Urban road-based risk prediction is a crucial yet challenging aspect of research in transportation safety. While most existing studies emphasize accurate prediction, they often overlook the importance of model uncertainty. In this paper, we introduce a novel Spatial-Temporal Zero-Inflated Negative Binomial Graph Neural Network (STZINB-GNN) for road-level traffic risk prediction, with a focus on uncertainty quantification. Our case study, conducted in the Lambeth borough of London, UK, demonstrates the superior performance of our approach in comparison to existing methods. Although the negative binomial distribution may not be the most suitable choice for handling real, non-binary risk levels, our work lays a solid foundation for future research exploring alternative distribution models or techniques.
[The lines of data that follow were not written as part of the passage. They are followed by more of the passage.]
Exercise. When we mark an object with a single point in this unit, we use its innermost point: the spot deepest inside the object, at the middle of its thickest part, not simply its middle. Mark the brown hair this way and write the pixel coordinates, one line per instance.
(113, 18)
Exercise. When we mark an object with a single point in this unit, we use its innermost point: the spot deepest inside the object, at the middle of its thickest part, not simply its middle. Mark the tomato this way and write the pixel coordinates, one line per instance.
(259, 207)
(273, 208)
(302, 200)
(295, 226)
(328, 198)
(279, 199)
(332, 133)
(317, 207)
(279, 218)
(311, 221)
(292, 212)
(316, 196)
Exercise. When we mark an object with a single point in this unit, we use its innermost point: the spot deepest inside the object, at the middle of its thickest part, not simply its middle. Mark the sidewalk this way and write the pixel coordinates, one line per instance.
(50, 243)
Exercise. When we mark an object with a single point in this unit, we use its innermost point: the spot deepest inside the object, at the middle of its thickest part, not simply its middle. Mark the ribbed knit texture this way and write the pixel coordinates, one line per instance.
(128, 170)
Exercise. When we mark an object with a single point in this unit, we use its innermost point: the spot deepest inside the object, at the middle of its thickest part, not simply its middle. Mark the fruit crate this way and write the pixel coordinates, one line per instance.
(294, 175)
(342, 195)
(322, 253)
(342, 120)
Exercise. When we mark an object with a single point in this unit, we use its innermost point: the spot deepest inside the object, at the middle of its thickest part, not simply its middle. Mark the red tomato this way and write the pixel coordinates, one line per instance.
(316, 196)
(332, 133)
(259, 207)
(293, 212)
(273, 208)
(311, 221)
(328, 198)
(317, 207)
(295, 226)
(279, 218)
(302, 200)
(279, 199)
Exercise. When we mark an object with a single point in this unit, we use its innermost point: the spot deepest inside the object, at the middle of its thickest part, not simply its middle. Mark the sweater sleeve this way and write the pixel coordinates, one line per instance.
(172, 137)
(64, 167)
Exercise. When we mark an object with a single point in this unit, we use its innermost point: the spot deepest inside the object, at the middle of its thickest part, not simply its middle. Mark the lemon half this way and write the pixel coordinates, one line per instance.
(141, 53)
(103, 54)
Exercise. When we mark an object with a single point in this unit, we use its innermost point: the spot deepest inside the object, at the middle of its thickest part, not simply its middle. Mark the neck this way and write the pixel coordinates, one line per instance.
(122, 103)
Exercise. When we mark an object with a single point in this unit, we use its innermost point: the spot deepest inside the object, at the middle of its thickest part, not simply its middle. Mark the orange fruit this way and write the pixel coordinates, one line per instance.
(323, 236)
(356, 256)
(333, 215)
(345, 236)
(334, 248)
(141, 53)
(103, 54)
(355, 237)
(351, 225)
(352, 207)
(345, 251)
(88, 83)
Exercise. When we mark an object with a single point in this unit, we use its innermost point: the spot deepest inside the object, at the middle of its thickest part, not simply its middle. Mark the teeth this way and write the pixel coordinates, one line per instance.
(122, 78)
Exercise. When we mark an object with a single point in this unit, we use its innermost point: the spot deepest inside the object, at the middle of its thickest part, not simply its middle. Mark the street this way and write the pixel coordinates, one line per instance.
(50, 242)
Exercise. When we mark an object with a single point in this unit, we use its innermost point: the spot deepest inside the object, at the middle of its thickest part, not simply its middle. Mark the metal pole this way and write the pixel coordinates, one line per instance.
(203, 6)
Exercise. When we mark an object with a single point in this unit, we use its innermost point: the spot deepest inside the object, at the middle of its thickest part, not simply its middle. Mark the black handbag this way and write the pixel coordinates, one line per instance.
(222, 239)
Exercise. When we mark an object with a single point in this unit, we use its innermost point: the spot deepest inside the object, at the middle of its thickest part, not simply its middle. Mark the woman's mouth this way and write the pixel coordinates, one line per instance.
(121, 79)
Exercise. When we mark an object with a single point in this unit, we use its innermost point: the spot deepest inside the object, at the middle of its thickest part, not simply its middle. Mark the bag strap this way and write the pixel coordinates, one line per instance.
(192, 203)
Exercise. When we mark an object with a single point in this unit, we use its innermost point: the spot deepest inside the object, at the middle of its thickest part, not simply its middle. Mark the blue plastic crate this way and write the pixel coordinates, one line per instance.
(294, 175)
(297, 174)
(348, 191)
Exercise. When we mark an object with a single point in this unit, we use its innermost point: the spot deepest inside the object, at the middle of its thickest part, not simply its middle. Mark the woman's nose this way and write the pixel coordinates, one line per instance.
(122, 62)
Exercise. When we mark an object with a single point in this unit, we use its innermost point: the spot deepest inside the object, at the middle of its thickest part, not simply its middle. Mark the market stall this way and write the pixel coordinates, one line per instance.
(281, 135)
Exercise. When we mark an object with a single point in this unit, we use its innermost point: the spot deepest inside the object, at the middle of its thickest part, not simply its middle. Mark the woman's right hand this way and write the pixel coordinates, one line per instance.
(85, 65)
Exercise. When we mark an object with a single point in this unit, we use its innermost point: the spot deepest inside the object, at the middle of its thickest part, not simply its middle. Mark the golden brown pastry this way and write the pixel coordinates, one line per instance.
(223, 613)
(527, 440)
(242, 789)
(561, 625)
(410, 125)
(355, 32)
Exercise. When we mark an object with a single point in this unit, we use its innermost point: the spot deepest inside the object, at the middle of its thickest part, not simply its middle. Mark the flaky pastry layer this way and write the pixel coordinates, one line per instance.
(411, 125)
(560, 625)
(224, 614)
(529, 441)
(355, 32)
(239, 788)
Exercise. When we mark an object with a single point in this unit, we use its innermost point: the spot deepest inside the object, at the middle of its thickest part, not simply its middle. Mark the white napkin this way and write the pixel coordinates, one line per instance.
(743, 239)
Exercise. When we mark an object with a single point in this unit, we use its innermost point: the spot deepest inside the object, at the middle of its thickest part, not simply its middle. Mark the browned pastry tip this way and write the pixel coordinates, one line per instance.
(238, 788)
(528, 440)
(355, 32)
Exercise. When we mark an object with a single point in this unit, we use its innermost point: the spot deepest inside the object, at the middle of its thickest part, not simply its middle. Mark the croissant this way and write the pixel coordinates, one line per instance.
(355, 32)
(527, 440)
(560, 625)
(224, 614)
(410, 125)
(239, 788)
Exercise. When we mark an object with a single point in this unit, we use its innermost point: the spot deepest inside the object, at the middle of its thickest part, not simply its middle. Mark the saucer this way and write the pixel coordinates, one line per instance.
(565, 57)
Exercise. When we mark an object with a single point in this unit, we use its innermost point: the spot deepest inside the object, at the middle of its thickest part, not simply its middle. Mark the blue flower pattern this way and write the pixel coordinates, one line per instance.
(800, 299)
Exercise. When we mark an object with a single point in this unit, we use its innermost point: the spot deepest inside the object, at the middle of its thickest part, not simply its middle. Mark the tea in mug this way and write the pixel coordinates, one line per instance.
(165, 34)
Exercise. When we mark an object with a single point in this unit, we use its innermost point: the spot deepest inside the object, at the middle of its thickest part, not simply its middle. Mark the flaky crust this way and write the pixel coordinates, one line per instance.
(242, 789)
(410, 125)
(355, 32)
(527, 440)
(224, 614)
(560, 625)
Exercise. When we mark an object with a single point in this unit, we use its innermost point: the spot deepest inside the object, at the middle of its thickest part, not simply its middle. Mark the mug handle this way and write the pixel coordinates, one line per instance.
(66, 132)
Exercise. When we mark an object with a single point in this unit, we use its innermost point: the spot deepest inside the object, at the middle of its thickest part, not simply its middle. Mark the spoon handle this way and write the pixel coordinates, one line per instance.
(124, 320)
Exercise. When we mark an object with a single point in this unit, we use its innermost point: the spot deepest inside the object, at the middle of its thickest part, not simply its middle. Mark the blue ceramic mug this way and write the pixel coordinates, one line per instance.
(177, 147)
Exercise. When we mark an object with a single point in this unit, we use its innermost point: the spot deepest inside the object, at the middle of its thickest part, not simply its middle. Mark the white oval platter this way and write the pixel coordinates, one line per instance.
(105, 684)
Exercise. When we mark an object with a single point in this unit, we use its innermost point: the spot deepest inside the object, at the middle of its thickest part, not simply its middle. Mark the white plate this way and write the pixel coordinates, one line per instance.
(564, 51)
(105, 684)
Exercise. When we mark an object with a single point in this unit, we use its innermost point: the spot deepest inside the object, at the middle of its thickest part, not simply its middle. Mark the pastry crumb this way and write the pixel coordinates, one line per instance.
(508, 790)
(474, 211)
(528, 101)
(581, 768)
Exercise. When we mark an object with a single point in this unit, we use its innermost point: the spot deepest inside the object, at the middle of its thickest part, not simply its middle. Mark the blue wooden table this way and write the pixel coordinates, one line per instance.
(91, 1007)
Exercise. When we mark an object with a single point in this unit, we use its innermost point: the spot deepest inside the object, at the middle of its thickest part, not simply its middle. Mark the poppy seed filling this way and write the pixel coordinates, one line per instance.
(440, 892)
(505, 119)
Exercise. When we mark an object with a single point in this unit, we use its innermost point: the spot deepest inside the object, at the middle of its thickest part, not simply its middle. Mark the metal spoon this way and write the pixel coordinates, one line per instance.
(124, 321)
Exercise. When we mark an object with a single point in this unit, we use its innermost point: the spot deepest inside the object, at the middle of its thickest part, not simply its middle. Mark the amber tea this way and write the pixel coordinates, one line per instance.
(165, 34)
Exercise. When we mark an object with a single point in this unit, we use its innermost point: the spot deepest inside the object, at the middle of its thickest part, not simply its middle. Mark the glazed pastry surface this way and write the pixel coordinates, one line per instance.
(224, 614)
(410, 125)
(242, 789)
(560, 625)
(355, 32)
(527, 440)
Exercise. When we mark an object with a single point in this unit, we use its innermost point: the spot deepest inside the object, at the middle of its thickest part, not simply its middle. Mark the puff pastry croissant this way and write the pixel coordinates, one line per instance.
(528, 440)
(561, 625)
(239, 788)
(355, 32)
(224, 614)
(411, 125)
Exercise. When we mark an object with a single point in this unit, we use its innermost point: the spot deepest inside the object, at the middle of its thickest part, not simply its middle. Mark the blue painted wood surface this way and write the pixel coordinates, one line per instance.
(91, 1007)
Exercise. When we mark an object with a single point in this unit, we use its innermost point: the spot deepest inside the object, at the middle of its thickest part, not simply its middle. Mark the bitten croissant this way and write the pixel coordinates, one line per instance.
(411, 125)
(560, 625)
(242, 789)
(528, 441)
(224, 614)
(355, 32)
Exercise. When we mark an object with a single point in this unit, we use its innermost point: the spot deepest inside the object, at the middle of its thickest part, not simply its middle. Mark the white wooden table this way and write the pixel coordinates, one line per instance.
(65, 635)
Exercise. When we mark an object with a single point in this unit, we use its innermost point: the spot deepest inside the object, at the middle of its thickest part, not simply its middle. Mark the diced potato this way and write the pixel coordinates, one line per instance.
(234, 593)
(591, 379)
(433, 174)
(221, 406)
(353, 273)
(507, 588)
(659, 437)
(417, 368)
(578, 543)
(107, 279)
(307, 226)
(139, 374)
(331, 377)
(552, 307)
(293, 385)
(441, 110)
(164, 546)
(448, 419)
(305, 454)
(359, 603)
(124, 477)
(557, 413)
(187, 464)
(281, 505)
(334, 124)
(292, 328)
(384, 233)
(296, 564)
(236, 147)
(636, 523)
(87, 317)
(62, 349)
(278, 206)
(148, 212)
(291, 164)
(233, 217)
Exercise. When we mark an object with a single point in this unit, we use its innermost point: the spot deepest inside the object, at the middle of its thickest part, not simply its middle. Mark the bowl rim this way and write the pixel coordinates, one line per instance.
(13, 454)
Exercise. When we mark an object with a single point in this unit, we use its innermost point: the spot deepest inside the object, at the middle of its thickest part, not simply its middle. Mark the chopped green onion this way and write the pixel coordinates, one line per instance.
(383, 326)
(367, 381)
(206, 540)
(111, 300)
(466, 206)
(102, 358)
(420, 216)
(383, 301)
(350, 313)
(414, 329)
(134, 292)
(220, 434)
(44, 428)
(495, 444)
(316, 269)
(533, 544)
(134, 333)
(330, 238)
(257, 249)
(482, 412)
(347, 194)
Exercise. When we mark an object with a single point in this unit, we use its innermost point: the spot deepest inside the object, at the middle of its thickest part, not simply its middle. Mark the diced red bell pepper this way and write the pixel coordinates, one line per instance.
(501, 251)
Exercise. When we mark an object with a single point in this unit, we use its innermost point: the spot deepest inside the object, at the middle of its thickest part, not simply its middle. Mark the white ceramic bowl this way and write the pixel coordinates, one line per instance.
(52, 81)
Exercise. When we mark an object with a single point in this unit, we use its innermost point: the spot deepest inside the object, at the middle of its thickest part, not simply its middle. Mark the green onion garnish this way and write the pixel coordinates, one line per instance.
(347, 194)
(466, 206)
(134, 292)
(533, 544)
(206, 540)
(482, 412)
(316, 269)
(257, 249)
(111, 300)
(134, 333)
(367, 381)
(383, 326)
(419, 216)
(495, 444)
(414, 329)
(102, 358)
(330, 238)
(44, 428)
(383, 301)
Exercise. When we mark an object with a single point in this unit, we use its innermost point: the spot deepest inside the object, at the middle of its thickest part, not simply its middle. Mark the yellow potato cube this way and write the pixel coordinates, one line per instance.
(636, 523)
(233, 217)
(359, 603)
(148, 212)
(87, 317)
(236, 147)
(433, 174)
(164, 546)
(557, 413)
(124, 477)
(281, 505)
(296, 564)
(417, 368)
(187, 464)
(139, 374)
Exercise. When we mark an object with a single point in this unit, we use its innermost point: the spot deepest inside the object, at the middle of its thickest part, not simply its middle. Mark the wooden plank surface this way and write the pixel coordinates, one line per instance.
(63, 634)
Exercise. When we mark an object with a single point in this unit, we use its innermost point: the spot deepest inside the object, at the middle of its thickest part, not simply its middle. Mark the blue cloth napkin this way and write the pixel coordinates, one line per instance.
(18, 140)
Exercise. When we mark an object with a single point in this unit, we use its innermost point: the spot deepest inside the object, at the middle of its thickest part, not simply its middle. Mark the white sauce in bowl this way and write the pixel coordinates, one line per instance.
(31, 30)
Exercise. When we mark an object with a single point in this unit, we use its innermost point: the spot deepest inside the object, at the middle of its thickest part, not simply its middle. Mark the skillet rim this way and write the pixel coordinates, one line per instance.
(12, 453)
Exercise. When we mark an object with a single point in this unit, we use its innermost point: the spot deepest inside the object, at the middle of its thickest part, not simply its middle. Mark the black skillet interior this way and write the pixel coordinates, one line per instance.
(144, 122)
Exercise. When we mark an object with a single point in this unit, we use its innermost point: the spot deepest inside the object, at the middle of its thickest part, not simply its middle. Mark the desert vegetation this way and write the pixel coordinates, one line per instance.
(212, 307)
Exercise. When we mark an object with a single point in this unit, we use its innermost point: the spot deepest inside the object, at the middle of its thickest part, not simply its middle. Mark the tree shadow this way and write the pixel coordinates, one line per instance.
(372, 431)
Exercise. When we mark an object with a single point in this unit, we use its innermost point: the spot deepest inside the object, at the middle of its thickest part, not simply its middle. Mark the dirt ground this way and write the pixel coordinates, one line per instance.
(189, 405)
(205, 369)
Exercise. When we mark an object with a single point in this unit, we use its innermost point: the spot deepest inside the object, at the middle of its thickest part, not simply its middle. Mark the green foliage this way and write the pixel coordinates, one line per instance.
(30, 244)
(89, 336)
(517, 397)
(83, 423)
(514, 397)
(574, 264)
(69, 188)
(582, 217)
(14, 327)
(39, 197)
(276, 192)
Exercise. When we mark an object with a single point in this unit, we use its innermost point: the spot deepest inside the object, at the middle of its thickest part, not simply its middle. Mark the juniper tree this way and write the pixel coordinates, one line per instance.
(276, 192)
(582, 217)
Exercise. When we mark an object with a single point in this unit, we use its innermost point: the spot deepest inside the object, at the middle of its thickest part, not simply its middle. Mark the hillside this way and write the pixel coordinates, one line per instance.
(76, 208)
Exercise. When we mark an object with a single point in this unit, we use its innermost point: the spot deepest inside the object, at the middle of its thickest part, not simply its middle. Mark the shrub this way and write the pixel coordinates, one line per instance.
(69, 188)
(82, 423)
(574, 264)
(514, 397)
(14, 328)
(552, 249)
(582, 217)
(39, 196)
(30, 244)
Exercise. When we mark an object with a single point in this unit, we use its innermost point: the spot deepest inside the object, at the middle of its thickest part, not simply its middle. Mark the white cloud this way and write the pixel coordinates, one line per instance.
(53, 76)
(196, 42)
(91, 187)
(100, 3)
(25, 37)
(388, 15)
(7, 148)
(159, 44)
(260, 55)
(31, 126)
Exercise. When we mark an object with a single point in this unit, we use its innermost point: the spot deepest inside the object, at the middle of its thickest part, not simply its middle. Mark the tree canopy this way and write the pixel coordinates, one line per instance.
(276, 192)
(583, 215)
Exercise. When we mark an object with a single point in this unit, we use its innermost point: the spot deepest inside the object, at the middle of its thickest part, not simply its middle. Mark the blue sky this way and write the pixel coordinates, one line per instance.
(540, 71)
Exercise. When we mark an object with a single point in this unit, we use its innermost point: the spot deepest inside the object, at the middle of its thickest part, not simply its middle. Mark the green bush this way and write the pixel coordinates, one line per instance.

Ultimately, the STZINB-GNN contributes to enhanced transportation safety and data-driven decision-making in urban planning by providing a more accurate and reliable framework for road-level traffic risk prediction and uncertainty quantification.

Type: Proceedings paper
Title: Uncertainty Quantification in the Road-Level Traffic Risk Prediction by Spatial-Temporal Zero-Inflated Negative Binomial Graph Neural Network(STZINB-GNN)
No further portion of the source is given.